It is possible to design a model where ADCs are managed individually per application or customer. This is because we are no longer constrained by hardware appliances that are expensive and purpose-built. ADCs have come a long way in recent years and offer virtual and containerized form factors. These are high-performing and feature-rich but don’t take up much space in compute and storage requirements.

Benefits

The decentralized ADC model is designed to reduce potential problems and improve efficiency. It allows teams to choose the right size ADC for each application and empowers application teams to work quickly and release new code on their schedule.

For example, an ADC cluster for one application may need more powerful Virtual Machine specifications than another because it has heavier workloads. The team for the second application can push new features and modify their ADC policies more frequently without affecting the first application because they are separate clusters.

Problems

When you allow application teams to manage their own ADC instances, it can be tough to maintain compliance, governance, and consistency across all deployments. For example, one group might use an ADC from Vendor X. In contrast, another team uses a different ADC from Vendor Y. This can lead to tool sprawl and make it challenging to guarantee compliance with security standards.

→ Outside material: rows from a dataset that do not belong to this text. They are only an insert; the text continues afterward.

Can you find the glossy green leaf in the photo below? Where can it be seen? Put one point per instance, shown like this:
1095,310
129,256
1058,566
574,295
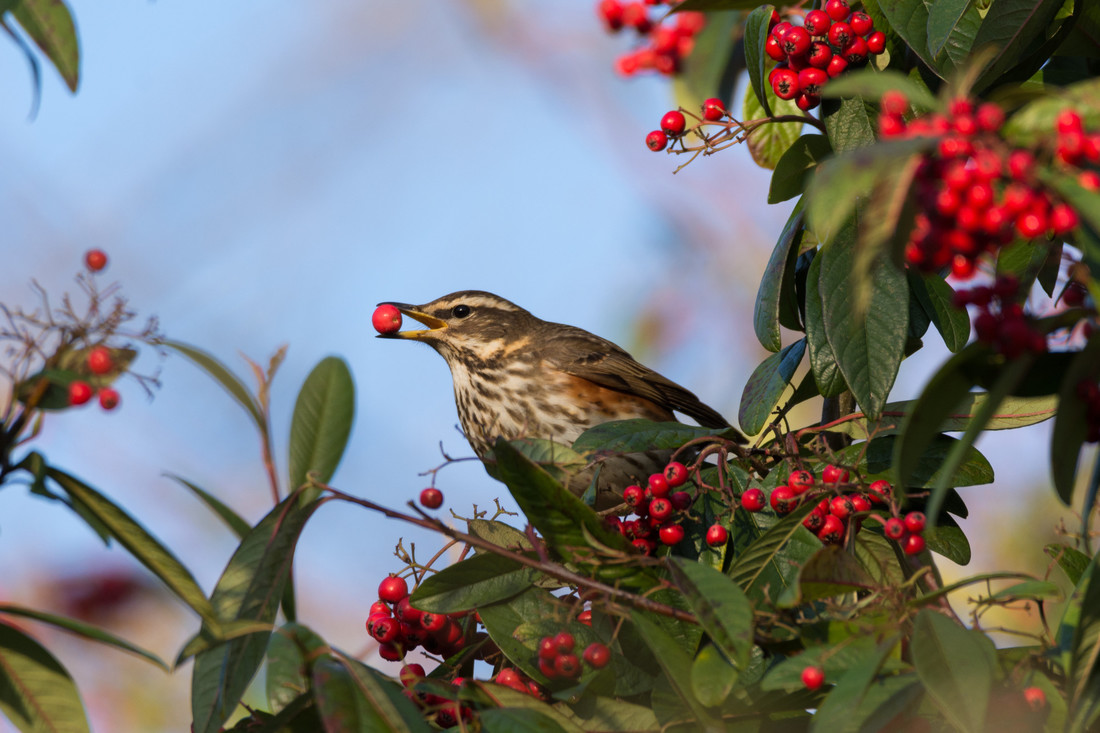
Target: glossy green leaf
84,631
868,339
221,374
722,608
477,580
51,26
322,418
767,384
250,589
231,518
777,301
957,667
143,546
770,141
290,654
36,693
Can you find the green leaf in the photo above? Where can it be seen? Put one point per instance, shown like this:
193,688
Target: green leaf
479,580
956,666
231,518
936,298
36,693
354,698
143,546
51,26
756,59
777,301
290,654
83,630
868,339
224,378
250,589
767,385
322,418
793,167
771,140
722,608
822,358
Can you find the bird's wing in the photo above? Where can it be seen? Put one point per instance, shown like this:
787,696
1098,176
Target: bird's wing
589,357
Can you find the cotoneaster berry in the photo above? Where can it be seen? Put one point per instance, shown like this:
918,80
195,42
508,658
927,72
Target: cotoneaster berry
393,589
431,498
386,319
79,392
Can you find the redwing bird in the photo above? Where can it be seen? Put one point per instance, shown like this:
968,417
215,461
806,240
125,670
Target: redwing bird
519,376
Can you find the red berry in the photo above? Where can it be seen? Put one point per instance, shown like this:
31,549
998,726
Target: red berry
714,109
393,589
913,544
783,500
99,360
95,260
597,655
79,393
877,42
657,141
860,22
817,22
838,10
914,522
386,319
1035,698
108,398
673,123
671,534
832,531
431,498
658,484
716,535
752,500
813,678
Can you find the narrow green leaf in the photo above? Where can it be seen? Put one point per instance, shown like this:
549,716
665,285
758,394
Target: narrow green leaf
957,667
36,693
722,608
83,630
143,546
51,26
777,302
224,378
767,384
231,518
250,589
479,580
322,418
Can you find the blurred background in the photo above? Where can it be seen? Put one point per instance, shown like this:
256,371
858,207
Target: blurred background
263,176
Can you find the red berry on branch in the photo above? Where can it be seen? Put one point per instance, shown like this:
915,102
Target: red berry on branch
109,398
386,319
79,393
95,260
431,498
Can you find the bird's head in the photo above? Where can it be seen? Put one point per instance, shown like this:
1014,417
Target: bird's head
469,323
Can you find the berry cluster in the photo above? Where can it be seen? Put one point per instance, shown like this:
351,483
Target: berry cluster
838,510
657,510
98,362
826,44
399,628
976,193
1089,393
666,43
1001,320
558,659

How can a centralized Control Plane help improve the benefits of an integrated and decentralized ADC model?

A centralized control plane is a bit like a head chef in a restaurant. They are in charge of ensuring that all of the food from the kitchen is of the same high quality. This is done by incorporating the best aspects of the integrated and decentralized ADC models.

The enterprise solution is a centralized control plane for application delivery. A centralized control plane is a bit like having a control tower in the center of an airport. It provides the inventory of all ADC deployments and allows you to deploy, configure, and operate your entire application delivery infrastructure from one central location. This is beneficial because it can help improve communication and collaboration among teams, as well as help reduce deployment times. This way, you can keep track of everything going on and ensure everything is running smoothly. This solution offers a “single pane of glass” that gives you a complete view of your application delivery infrastructure.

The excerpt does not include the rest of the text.